Rumor has it the Harbine’s also manufactured munitions for the Mexican-American and Civil Wars in one of the mills.  If you walk back to the Big Beaver Creek, you’ll find a couple of remnants of the area’s unique history!  The stone wall across the creek was an abutment for the Alpha-Bellbrook Road covered bridge that once crossed here.  You’ll also notice large, scattered granite river boulders that were once part of the aforementioned Alpha Mill Dam!

Often, you'd have found pigs raised near distilleries.  Alpha was no exception.  There was an old tollgate house on Alpha-Shakertown Road as it came into town from the west.  Having been abandoned long prior to the prime of the Industrial Complex, the cellar of the building was opened on one side and a pen constructed to raise hogs.  Apparently the Harbine Hogs, as we'll refer to them, were so delicious due to their diet of dried whiskey mash that nearly all of them were sold to restaurants in New Orleans.  The hogs were driven to Cincinnati and then onto New Orleans via Ohio River flatboats.

When you reach the stop sign at Factory Road, you are facing the location of The Harbine Industrial Complex.  Please turn north and pull into the RV and boat storage parking lot.  In 1828 John Harbine (also spelled Harbein) and his new bride, Hettie Herr, traveled by wagon from Maryland to Beavercreek Township with what money they had nailed under the axle for safe keeping from highway robbery.  He purchased the 180 acre farm of Owen Davis, the first settler of Greene County.  As a business entrepreneur, John began constructing his mill complex during the same period as he built his residence. The grist mill, saw mill and distillery [the core of the Harbine Industrial Complex] were operating on Beaver Creek by 1832.

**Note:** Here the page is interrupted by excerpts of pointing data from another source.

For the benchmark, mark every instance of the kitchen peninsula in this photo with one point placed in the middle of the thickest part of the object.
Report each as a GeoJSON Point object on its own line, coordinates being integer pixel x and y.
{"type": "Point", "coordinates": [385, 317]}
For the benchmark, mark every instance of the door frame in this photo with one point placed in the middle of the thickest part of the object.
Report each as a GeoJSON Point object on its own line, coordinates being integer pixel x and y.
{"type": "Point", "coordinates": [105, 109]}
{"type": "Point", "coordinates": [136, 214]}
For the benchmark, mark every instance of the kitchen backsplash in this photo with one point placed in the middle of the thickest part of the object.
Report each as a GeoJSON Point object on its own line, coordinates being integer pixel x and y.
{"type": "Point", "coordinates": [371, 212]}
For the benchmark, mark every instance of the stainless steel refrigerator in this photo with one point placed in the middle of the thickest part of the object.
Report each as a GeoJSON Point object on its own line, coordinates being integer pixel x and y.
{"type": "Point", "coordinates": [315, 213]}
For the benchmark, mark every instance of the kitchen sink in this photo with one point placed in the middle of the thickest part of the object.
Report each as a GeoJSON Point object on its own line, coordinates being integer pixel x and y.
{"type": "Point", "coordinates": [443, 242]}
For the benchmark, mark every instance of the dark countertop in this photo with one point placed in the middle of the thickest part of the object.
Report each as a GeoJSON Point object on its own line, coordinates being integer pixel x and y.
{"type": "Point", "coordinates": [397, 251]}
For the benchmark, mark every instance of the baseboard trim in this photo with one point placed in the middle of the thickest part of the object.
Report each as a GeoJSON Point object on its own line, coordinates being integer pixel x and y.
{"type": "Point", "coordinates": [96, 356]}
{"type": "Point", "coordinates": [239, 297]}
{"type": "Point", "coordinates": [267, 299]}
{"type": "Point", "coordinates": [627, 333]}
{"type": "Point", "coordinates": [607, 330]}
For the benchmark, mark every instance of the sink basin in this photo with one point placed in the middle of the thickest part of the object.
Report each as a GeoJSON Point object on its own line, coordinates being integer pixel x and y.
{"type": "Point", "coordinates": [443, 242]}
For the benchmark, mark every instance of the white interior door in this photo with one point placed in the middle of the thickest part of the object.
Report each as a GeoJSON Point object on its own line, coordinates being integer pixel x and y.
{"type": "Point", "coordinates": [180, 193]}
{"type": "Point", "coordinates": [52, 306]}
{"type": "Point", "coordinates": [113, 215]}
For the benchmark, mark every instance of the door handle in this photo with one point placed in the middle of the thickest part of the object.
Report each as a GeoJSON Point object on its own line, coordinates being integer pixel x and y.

On the image above, you can see where the Beaver Creek was split to utilize a mill race, a regulated channel of water to power the water wheels of the mills.  The square under the P in Alpha represents the Harbine home, surrounded by a fruit orchard.  Between the mill race and Factory Road are 9 dots representing worker housing for the laborers to live in.

The worker housing has become of particular interest due to proposed highway modifications.  An archeaological firm was retained to do ground penetrating radar to locate the remnants of the homes as well as any evidence of the lifestyle the occupants led.

Recollections have been passed down referring to John Harbine Jr. walking the worker housing with a hand basket containing a pistol to collect rent.

In researching our tour, we learned a couple names that were attached to the Harbine worker housing including 'Shorty' Brown.  In May of 2015 we met with Mr. Bill Brown, a longtime resident of the Alpha area and son of Marvin 'Shorty' Brown.

Bill's parents lived in the worker housing when he was born.  He explained that there were three of the homes remaining at his earliest recollection, with one burning to the ground while he was young.  Bill described the worker housing as follows:

  • Four rooms - Kitchen, Living Room and two bedrooms
  • Wood plank flooring over a crawl space
  • Heat provided by a coal stove in the Living Room
  • Meals were prepared on a wood-fired stove in the Kitchen
  • Exterior was lap-board siding with tin roofs
  • Interior walls were plaster-on-lath
  • No interior plumbing

Bill recalled that the only water came from an outside well with a hand pump.  There was one 'privy', or outhouse, for  every two homes.  They were located east of the buildings toward the creek.  Bill's mother would heat stones on the kitchen stove, wrap them in towels and place in their beds to warm them in the winter.

In looking at the map, the Brown's lived in the second home from the north.  Kiff Karns, he said, lived in the home next door.